Cost Control Challenges


Dr. Atul Gawande's "Cost Conundrum" (New Yorker, June 1, 2009), is arguably, "one of the most influential health care stories in recent memory"; it helps us better see a already palpable problem and gives us pause, if not agita... .

"Our country’s health care is by far the most expensive in the world. In Washington, the aim of health-care reform is not just to extend medical coverage to everybody but also to bring costs under control. Spending on doctors, hospitals, drugs, and the like now consumes more than one of every six dollars we earn. The financial burden has damaged the global competitiveness of American businesses and bankrupted millions of families, even those with insurance. It’s also devouring our government. 'The greatest threat to America’s fiscal health is not Social Security,' President Barack Obama said in a March speech at the White House. 'It’s not the investments that we’ve made to rescue our economy during this crisis. By a wide margin, the biggest threat to our nation’s balance sheet is the skyrocketing cost of health care. It’s not even close.'"

 
Dr. Gawande discusses "the various proposals being touted in Washington to fix the cost problem"—expansion of public-insurance programs like Medicare? Lessening the role of insurance companies? The opposite—increasing the role of big insurance companies? No help! Health or medical savings accounts and high-deductible insurance policies where patients bargain with their own dollars? "Any plan that relies on the sheep to negotiate with the wolves is doomed to failure."

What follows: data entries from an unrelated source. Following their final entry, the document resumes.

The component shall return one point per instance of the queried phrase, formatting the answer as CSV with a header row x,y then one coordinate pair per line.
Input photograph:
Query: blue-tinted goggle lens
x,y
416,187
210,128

See also Kaplan JG, Sneider JS. "Managed Care Plans: Sheep in Wolves' Clothing." Med Interface (Medicom Int'l, Pub.) Feb. 1994;7(2):61-66, 84.

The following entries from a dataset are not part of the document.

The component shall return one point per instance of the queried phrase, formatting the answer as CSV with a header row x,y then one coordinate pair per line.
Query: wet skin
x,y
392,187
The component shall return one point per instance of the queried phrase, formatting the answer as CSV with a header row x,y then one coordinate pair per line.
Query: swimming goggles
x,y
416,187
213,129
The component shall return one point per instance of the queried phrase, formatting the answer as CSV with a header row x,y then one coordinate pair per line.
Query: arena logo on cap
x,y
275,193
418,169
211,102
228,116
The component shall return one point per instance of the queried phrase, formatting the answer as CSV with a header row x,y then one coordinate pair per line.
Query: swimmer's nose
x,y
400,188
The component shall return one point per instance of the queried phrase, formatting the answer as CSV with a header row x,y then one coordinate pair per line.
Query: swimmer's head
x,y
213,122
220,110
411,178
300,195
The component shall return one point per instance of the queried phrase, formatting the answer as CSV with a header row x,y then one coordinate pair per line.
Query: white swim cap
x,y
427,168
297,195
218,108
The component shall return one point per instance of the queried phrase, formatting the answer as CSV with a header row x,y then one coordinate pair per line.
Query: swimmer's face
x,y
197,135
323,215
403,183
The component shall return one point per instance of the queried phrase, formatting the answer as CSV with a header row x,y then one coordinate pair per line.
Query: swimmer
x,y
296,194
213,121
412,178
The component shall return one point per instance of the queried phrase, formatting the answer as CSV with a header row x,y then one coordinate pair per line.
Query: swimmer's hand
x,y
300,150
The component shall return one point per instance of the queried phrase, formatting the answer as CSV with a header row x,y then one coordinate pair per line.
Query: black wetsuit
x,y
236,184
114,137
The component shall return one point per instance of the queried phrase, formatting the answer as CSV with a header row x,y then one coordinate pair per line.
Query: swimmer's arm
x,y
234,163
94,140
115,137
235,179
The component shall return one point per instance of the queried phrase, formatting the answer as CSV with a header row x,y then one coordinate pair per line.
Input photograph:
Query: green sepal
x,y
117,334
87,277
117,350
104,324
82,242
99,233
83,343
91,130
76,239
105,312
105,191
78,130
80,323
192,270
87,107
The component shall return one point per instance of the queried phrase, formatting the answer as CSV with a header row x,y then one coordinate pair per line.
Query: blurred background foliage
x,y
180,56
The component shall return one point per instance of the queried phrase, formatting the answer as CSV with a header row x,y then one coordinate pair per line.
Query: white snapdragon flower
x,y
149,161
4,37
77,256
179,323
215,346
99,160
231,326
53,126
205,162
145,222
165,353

Dr. Gawande suggests our cities "have to be weaned away from their untenably fragmented, quantity-driven systems of health care, step by step. And that will mean rewarding doctors and hospitals if they band together to form Grand Junction-like accountable-care organizations, in which doctors collaborate to increase prevention and the quality of care, while discouraging overtreatment, undertreatment, and sheer profiteering. Under one approach, insurers—whether public or private—would allow clinicians who formed such organizations and met quality goals to keep half the savings they generate. Government could also shift regulatory burdens, and even malpractice liability, from the doctors to the organization. Other, sterner, approaches would penalize those who don’t form these organizations."
 
He augurs for comparative effectiveness research, but also research that "compares the effectiveness of different systems of care—to reduce our uncertainty about which systems work best for communities. These are empirical, not ideological, questions.
 
Dramatic improvements and savings will take at least a decade. But a choice must be made. Whom do we want in charge of managing the full complexity of medical care? We can turn to insurers (whether public or private), which have proved repeatedly that they can’t do it. Or we can turn to the local medical communities, which have proved that they can. But we have to choose someone—because, in much of the country, no one is in charge. And the result is the most wasteful and the least sustainable health-care system in the world."